Anyone nostalgic for those Disney live-action flicks of the sixties and seventies should check out “Clockstoppers.” The movie–about a high school kid who gets hold of a watch that sends him (and whoever is with him) into something called hypertime, a state of moving so much faster than everyone around you that you’re invisible to them, and then uses the device not only to get a beautiful girlfriend and help out his best buddy, but also to save his scientist father from a bunch of evil plotters–may be directed by Jonathan Frakes of “Star Trek” fame, but despite the special effects it’s a decidedly old-fashioned tale, all good spirits, easygoing adventure and heartwarming life lessons. It’s completely appropriate that the piece should derive from Nickelodeon Movies, the television-born outfit that specializes in wholesome, non-threatening family entertainment even while Uncle Walt’s old company has branched out into more challenging waters.
If this were thirty or forty years ago, the picture might have starred the earnest young Kurt Russell or the boyish, not-yet-dissolute Jan-Michael Vincent, but Frakes and his cohorts have been fortunate to secure the services of an eminently suitable substitute in Jesse Bradford. Bradford, who first came to attention as the sweet-natured but struggling protagonist of Steven Soderbergh’s wonderful “King of the Hill” (1993), is the rare young actor who can play a smart-alecky teen without being grating in the process. (To be perfectly honest, at twenty-two he’s a bit long in the tooth to be going the high school route again, but his charm gets him by.) There’s a naturalness to his cheekiness and a simple likableness in his manner that deflect the inclination to dismiss his character, Zak Gibbs, as a self-centered twit. It’s a good thing that “Clockstoppers” has him, because otherwise the cast doesn’t bring much to the party. Paula Garces is a colorless romantic interest, and Garikayi Mutambirwa tries unsuccessfully to instill some energy into the all-too-stock part of Zak’s best friend Meeker, a nerdy dude who’s all too obviously the Token Black Guy (an obligatory presence highlighted in the recent “Not Another Teen Movie”). (His total absence from the picture’s last act is simply embarrassing.) The adults surrounding the youngsters prove a pretty pallid group. Robin Thomas and Julia Sweeney make a dull set of parents–Sweeney in particular is grievously underused–and the fact that a little of French Stewart, the dumb-as-a-post alien from “3rd Rock from the Sun,” goes a long way is evidenced by the protracted footage he’s given as the guy who unwittingly invents the magical watch for the wrong people. Then there’s Michael Biehn, of “Terminator” fame: as the chief villain he scowls and barks out orders with all the charisma of a born-again Ray Milland.

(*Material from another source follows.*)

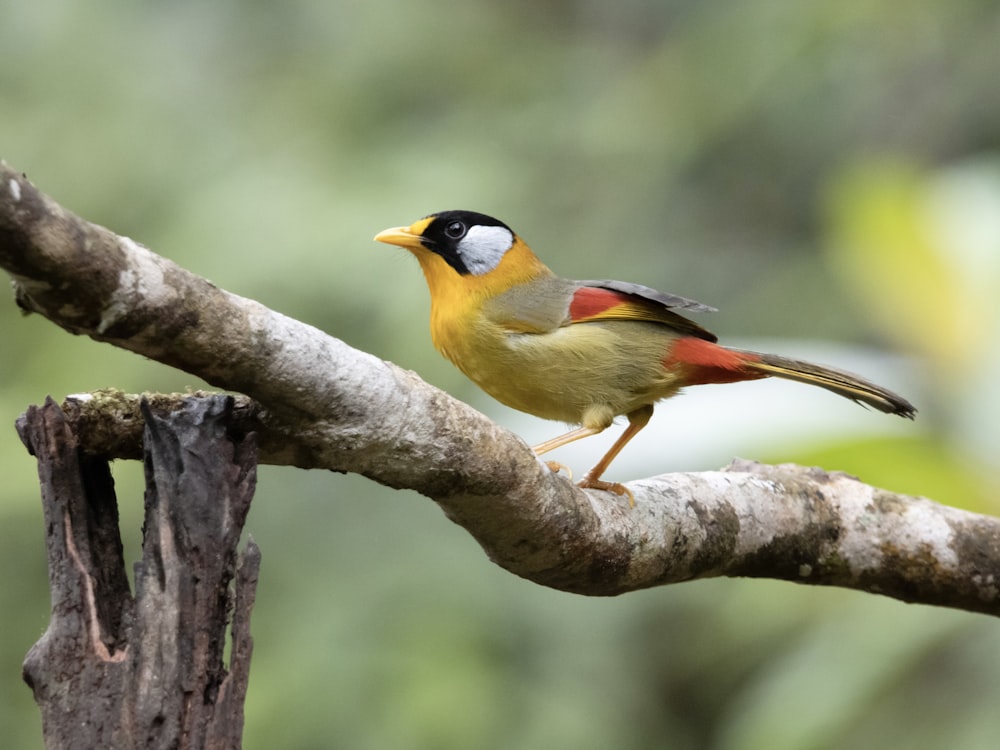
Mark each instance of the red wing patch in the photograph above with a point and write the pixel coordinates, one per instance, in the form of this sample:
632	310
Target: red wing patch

Still, while “Clockstoppers” is far too tepid and unspectacular to be anything but a harmless time-killer–it’s really no better than a movie made for a child-friendly cable network–Bradford’s ebullience and Frakes’ tastefulness make it more palatable than it would otherwise have been. (At least they help one to overlook the absurdity of the premise and the fact that the various speeds at which people and objects move in the story aren’t properly correlated–something acutely obvious in a sequence in which an unseen Zak helps the uncoordinated Meeker dance.) As for the effects, they’re what might best be described as workmanlike, though one moment involving a slowed-down water sprinkler has a smidgen of magic. (Unfortunately, in the numerous shots of Zak walking among people stopped dead in their tracks, the Herculean effort of the extras to try to remain still is all too obvious: the budget clearly couldn’t support any sophisticated visual trickery at such points, and so we’re left watching actors struggling not too breathe too noticeably or to blink.) Otherwise the production has a professional sheen. But the final product is more suited to video store shelves and TV screens than modern multiplexes, where it will seem like an artifact, pleasant enough but slightly moldy, from a distant, more naive time.